Thursday, September 29, 2011

Habitations for the labouring poor 1817

Thursday, September 29, 2011
Loretta reports:
The habitations of the labouring poor may be rendered ornamental, and the comforts of them increased, at a very trifling charge beyond the cost of common buildings . . . the annexed plate is designed for four cottages, connected with each other, and under one roof; a mode of building that admits a considerable saving of expense . . .   The public attention is now so fully called to consider the condition of the labouring classes of mankind . . . on the means of increasing their comforts, and on lessening the demands for parochial and other aid . . . [T]he following  . . . proves the advantages which result from giving the labourer the means of employing his surplus time.

A commonable land belonging to a parish was inclosed, and an allotment, containing twenty-five acres, set out for the use of such of the poor as rented less than ten pounds a year, to be stocked in common. Previous to the inclosure, there were some few cottages that had land let with them, to the amount of six or seven pounds a year each. The occupiers of those cottages with land annexed to them, were remarkable for bringing up their families in a more neat and decent manner than those . . . without land . . . [I]t was this circumstance that led to the laying out of a plot of lands . . . to other of the cottages, and to add a small building sufficient to contain a horse or cow; and likewise grafting stocks to raise orchards.
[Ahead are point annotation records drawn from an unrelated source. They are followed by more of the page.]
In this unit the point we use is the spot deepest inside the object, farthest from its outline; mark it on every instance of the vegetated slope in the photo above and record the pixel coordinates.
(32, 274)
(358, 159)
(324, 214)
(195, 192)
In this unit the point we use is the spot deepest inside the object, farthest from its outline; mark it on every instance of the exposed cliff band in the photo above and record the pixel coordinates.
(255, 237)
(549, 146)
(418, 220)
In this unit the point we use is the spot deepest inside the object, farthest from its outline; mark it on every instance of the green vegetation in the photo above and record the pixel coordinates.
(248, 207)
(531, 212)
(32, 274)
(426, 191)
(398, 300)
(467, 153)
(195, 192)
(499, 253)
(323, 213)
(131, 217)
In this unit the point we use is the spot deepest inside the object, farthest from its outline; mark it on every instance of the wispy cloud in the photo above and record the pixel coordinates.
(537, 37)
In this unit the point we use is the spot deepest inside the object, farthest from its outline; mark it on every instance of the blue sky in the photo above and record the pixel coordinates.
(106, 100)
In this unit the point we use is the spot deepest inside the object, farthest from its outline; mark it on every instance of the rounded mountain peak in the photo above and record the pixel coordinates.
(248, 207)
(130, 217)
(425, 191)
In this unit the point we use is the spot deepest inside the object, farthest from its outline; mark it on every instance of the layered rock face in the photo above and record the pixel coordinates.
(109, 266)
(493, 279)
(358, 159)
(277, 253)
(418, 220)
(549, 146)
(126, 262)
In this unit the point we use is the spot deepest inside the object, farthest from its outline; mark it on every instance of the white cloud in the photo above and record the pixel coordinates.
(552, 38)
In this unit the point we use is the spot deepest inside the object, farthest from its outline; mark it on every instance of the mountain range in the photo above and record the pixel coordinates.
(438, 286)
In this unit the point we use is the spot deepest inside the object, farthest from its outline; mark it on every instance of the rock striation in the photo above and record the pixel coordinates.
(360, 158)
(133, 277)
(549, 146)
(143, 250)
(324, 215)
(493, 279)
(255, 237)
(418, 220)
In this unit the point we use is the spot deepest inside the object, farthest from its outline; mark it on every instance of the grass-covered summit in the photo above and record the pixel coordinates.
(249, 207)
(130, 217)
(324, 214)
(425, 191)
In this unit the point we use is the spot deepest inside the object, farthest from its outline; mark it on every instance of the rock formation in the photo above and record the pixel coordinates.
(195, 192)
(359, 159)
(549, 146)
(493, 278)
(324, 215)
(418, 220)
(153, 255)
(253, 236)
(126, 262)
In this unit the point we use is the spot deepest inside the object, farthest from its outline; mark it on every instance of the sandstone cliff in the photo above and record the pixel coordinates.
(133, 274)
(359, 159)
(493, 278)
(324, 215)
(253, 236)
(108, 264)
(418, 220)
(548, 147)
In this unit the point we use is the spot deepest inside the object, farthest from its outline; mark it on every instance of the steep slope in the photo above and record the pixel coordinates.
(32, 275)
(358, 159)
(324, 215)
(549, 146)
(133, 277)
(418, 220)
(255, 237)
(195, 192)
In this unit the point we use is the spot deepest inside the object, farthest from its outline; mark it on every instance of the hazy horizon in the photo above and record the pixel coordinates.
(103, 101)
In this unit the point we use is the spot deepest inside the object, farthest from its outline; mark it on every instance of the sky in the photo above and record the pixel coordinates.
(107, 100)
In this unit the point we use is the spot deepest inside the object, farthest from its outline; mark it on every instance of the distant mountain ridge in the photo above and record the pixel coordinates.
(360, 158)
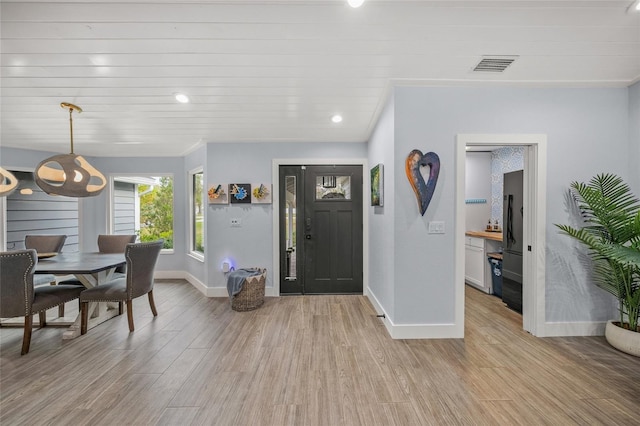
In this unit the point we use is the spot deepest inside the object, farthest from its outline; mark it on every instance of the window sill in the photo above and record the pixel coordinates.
(197, 256)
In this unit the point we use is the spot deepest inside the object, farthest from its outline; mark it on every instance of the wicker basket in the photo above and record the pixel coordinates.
(252, 294)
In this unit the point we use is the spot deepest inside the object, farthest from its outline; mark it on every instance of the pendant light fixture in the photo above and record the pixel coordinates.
(8, 182)
(69, 174)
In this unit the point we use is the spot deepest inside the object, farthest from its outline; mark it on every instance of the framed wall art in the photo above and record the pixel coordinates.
(240, 193)
(261, 193)
(217, 193)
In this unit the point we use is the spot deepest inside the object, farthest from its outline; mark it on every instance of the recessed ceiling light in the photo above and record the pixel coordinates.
(182, 98)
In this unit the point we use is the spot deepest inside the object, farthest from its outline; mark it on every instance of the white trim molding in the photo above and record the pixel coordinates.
(366, 185)
(413, 331)
(535, 184)
(561, 329)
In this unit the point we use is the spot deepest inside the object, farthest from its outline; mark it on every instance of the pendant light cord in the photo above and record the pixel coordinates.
(71, 127)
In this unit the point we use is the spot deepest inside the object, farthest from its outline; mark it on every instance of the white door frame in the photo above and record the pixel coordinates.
(535, 196)
(275, 191)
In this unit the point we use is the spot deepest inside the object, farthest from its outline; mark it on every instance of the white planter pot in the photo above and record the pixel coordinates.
(622, 339)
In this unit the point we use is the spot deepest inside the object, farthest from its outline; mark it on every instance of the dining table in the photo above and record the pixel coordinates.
(91, 269)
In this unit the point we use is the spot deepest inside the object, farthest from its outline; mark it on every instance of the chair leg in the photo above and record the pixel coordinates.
(130, 314)
(152, 304)
(84, 317)
(26, 339)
In some instances small sums of money were lent to these cottagers for the purchase of a cow, a mare, or a pig.

[T]his proceeding . . . has not in one instance failed in giving an industrious turn even to some of those who were before idle and profligate; their attention in nursing up the young trees has been so much beyond what a farmer . . . could bestow, that the value of the orchard increased to double its usual rent, and the poor's rate fell from half-a-crown to four-pence in the pound, when in some of the adjoining parishes they were at length so high as five shillings in the pound; and it has also been the means of bringing a much larger supply of poultry to the market.
Ackermann’s Repository, September 1817


Sarah said...

Hmmm how long did the orchard continue to benefit the poor before some rich git managed to get his hands on the profit instead, one wonders cynically..... it looks an excellent scheme but I have to say I wonder how it worked practically and in the long term.

nightsmusic said...

Oh look! The original condominium!

Couldn't resist.

It's interesting that picture. There are kitchens and parlors but nothing else.

Anonymous said...

Yes, but if you look at the floor plan you'll see there are stairs - and the picture shows two floors. Upstairs there would have been two bedrooms (what is known as a 'two up, two down'). What interests me if the 'c' in the floor plan - from the picture I would guess that is the fireplace/chimney space.

nightsmusic said...

I finally got the picture to blow up (I'm on a beta browser) and I see the stairs now.

Why do you suppose if the C indicates a fireplace/chimney that it would only be the kitchen that had access? I know they'd need the fire to cook, but the parlor would always be cold that way. Of course, they could have relied on the kitchen next door for the heat to radiate too.